Of particular cross-cutting relevance for economic, social and cultural rights, paragraph 26 of the GC provides that in accordance to the duty to protect life, States must take appropriate measures to address the general conditions in society that may prevent individuals from enjoying their right to life with dignity, including, deprivation of land, territories and resources of indigenous peoples, the prevalence of life-threatening diseases, widespread hunger and malnutrition and extreme poverty and homelessness. Paragraph 26 further elaborates that States must provide essential goods and services such as food, water, shelter, health-care, electricity and sanitation, and take positive measures to promote and facilitate adequate general conditions such as the bolstering of effective emergency health service and social housing programs.

Notably, the GC does not include the wording proposed in an earlier draft that sought to prevent claims relating to ‘general conditions of society’ (closely connected with ESCR) from being considered under the OP-ICCPR individual complaints mechanism. This shift in drafting was supported by strong advocacy by SRAC, other members of the SLWG and allies. The deletion of the previous wording strengthens access to justice for victims for ESCR violations, as there is no longer restricted admissibility of individual claims linked to systemic violations.

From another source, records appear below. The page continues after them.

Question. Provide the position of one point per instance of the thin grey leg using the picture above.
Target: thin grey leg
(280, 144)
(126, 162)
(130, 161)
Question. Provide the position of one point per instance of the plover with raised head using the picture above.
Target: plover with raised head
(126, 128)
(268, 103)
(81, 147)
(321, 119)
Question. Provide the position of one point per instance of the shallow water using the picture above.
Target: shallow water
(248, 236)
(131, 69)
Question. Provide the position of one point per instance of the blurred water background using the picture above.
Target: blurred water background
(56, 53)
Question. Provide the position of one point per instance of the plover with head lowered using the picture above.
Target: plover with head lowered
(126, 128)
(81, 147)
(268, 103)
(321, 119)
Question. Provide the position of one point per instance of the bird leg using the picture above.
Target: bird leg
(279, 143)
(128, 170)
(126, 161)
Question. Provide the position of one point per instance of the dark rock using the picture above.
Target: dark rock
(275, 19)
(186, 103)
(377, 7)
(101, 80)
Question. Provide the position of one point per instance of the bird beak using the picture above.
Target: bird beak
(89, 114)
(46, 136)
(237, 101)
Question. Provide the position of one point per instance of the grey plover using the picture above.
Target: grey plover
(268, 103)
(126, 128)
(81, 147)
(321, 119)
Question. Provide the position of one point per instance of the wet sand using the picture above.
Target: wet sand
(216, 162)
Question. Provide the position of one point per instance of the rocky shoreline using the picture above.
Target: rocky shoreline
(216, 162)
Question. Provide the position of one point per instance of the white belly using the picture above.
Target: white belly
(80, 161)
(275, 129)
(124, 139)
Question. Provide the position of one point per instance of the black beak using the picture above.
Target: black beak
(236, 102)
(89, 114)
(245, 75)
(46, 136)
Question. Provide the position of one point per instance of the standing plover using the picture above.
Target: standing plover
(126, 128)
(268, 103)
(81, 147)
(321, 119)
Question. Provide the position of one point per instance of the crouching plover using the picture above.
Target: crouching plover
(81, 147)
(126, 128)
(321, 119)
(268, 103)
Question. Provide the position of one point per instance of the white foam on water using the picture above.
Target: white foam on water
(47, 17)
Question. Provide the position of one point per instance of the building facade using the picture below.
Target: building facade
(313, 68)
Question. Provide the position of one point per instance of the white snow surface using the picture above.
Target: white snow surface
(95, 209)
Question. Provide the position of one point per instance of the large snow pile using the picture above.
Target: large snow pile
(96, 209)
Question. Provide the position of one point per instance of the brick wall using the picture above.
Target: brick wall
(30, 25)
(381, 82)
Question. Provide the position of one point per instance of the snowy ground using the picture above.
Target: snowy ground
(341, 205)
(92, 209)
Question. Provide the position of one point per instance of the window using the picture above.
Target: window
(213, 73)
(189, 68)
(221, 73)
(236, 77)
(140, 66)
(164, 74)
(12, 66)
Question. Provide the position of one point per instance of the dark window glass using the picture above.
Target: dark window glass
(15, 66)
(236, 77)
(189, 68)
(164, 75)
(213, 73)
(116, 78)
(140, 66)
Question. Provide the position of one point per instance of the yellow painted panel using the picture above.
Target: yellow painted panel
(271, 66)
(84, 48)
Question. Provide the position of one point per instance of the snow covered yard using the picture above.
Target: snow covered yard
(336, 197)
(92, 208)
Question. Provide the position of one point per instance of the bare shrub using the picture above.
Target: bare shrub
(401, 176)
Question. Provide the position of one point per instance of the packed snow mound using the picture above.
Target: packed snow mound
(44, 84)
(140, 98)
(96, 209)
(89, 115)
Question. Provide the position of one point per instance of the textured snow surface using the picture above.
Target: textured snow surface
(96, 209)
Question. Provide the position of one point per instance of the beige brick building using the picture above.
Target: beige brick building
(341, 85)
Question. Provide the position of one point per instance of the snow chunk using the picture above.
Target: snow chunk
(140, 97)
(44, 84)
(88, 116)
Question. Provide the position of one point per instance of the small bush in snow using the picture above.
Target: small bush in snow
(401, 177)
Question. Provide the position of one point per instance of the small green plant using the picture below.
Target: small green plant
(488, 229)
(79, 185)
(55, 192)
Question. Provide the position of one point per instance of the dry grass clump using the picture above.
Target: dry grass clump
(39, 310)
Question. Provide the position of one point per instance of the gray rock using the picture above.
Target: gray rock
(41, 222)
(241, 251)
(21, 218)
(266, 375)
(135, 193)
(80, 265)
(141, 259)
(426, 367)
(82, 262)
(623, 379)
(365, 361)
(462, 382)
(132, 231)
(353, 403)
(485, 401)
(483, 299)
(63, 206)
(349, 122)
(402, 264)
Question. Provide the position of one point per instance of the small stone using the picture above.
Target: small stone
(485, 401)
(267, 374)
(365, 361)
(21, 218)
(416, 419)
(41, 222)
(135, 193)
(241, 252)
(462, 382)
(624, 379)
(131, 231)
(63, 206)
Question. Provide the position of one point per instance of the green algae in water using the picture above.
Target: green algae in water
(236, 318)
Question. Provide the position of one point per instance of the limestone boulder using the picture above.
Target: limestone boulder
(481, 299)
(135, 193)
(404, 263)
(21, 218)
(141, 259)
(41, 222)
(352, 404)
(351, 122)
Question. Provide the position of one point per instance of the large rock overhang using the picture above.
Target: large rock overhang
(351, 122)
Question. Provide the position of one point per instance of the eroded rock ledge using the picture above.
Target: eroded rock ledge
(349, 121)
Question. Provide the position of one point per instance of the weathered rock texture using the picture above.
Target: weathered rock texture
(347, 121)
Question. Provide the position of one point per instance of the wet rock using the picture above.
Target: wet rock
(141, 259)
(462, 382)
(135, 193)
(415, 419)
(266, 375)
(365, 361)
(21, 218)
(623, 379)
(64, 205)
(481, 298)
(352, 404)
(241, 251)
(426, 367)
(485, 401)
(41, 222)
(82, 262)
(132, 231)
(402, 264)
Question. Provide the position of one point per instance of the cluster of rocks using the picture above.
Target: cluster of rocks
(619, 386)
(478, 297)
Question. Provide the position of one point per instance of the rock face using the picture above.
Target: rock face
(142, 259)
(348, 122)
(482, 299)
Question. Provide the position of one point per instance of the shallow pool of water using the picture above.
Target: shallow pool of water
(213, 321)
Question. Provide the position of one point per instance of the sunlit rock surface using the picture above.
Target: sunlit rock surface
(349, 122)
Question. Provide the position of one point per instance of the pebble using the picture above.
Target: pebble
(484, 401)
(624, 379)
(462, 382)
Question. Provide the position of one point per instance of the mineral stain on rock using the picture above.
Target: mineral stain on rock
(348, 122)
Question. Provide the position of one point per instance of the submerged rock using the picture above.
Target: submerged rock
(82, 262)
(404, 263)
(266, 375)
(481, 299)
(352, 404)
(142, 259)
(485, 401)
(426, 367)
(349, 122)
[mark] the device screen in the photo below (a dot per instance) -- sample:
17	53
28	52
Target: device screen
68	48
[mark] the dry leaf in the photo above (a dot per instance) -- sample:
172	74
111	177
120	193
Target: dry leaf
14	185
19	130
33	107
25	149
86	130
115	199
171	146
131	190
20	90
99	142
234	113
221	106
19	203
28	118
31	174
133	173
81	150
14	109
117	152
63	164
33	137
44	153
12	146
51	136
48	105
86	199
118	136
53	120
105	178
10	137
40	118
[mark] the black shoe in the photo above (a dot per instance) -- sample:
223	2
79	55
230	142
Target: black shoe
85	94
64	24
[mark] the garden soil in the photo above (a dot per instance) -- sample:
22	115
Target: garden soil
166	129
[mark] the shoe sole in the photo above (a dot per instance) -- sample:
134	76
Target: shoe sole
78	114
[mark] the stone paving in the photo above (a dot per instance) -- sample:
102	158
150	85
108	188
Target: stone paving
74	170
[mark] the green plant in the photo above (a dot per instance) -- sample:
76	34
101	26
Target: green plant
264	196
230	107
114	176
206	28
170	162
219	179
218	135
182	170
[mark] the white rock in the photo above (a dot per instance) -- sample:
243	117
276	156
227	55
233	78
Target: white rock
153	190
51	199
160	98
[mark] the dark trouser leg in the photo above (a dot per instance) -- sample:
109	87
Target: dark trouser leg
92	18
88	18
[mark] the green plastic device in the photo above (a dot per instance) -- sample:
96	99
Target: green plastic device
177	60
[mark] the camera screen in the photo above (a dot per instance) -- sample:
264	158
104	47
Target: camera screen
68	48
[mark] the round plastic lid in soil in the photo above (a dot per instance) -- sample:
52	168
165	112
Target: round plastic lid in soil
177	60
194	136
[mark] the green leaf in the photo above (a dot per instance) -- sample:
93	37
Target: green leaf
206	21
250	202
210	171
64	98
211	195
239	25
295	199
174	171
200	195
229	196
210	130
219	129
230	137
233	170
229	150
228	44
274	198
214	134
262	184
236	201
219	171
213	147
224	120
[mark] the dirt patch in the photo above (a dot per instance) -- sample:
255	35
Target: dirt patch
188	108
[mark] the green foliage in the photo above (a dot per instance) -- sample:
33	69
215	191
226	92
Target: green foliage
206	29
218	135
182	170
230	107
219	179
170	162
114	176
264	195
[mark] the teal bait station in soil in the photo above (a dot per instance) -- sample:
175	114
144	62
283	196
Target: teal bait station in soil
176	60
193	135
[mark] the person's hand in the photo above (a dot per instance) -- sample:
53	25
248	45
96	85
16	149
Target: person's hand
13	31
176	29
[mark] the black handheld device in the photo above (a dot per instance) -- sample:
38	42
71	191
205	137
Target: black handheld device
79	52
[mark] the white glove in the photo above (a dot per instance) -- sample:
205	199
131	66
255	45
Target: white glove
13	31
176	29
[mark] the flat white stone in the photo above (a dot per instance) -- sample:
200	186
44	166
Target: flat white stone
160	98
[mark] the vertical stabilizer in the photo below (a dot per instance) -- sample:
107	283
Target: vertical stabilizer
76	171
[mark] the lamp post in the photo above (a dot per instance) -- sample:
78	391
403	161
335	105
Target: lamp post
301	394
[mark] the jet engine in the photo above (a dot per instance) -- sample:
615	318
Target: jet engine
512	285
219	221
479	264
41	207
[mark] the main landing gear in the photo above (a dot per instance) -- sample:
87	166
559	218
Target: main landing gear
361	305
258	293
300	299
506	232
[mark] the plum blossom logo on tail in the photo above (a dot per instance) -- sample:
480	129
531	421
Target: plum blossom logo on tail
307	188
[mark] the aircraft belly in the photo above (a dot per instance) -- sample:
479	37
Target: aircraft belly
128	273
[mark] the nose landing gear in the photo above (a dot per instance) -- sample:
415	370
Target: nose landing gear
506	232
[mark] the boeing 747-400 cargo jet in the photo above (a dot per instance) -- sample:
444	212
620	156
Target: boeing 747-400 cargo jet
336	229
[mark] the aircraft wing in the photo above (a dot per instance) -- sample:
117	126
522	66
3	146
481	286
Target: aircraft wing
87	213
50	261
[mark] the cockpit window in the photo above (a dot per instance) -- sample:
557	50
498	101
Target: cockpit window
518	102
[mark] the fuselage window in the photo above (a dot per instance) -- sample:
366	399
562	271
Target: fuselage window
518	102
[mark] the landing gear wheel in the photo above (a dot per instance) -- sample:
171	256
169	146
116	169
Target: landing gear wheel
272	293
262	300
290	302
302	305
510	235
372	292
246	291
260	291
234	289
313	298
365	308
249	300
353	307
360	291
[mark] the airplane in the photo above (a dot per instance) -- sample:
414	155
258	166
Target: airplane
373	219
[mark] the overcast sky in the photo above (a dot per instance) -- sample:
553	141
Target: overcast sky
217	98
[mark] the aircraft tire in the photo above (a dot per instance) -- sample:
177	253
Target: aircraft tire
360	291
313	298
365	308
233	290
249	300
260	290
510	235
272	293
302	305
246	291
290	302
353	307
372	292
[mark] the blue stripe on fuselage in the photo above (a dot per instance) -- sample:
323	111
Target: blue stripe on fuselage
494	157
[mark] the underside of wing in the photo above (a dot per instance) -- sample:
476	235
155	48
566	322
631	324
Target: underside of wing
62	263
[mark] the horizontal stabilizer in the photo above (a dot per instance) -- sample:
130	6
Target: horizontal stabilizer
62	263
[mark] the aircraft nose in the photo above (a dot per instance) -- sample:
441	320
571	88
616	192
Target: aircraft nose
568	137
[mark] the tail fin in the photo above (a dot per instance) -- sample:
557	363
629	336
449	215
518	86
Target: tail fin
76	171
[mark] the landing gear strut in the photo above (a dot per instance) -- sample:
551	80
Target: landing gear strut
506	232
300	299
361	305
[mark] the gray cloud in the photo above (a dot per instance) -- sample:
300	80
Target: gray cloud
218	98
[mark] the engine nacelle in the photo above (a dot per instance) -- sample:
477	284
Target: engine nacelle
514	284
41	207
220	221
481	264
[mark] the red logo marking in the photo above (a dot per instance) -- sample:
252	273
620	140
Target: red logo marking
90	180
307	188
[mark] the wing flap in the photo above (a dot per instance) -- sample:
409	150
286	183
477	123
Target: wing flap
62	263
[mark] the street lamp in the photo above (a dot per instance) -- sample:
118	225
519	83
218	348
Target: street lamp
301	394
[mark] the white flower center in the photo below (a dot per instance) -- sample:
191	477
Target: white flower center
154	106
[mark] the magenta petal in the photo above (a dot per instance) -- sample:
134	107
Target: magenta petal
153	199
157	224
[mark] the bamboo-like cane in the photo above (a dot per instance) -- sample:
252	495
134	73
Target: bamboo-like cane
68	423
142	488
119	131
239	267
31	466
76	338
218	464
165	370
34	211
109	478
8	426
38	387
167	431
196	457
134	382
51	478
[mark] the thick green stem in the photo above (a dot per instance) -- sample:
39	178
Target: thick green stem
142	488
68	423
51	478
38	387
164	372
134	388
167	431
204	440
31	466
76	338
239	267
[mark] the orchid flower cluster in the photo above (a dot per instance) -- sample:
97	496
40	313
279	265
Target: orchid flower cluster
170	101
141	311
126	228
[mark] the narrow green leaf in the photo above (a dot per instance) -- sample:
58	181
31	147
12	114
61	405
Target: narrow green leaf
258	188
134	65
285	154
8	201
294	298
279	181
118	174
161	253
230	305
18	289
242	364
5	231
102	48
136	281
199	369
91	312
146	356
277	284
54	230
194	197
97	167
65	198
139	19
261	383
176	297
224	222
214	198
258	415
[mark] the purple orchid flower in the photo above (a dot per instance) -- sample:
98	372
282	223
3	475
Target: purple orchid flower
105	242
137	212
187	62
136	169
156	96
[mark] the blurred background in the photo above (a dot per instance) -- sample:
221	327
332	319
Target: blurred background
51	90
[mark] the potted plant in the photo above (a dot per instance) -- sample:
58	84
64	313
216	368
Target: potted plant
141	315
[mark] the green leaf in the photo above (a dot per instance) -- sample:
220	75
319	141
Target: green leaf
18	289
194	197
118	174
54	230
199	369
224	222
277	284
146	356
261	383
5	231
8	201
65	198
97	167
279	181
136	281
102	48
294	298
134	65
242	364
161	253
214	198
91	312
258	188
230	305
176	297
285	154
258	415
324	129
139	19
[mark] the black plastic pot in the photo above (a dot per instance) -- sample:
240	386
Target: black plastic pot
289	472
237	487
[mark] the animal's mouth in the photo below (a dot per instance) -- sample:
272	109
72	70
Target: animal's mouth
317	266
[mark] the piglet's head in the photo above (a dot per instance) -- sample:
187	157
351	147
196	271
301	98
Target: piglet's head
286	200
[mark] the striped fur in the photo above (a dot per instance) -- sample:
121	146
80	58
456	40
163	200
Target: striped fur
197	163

Related Jurisprudence on the Right to Life

On a related note, the HRC also delivered a decision this August in the case Nell Toussaint v Canada, in which the Committee found that in denying Ms. Toussaint access to essential health services based on her irregular migrant status, resulting in life-threatening harms, Canada violated her right to life. SRAC was a co-representative of the claimant, and ESCR-Net members filed a collective legal submission with the Committee in relation to this case.(For more details on this case, and the involvement of members, please click here). This decision, which adopts a progressive interpretation of the right to life similar to GC 36, also provides key guidance for states regarding their obligations in connection to the right to life.

Why is GC 36 significant?

UN treaty body general comments provide guidance for the interpretation of international human rights and support States in implementing treaty obligations. The HRC has not issued a general comment on the right to life in over 30 years, and GC 36 replaces GCs 6 and 14, adopted in 1982 and 1984 respectively. The new GC thus updates the normative framework on the right to life, demonstrating the evolving nature of rights.

GC 36 clearly strengthens the ability to challenge structural violations of the right to life arising from economic, social and cultural rights violations, and strongly underscores the indivisibility and interdependence of rights. It is a testament to how meaningful civil society participation in the process of norm development is essential to achieve strengthened human rights protections, and to ground evolving standards in the lived experiences of people around the world, particularly the most marginalized.

Now, it will be important for civil society to mobilize in order to create awareness regarding the GC as well as strategize and build capacity on how to utilize this guidance in order to maximize the impact of GC 36.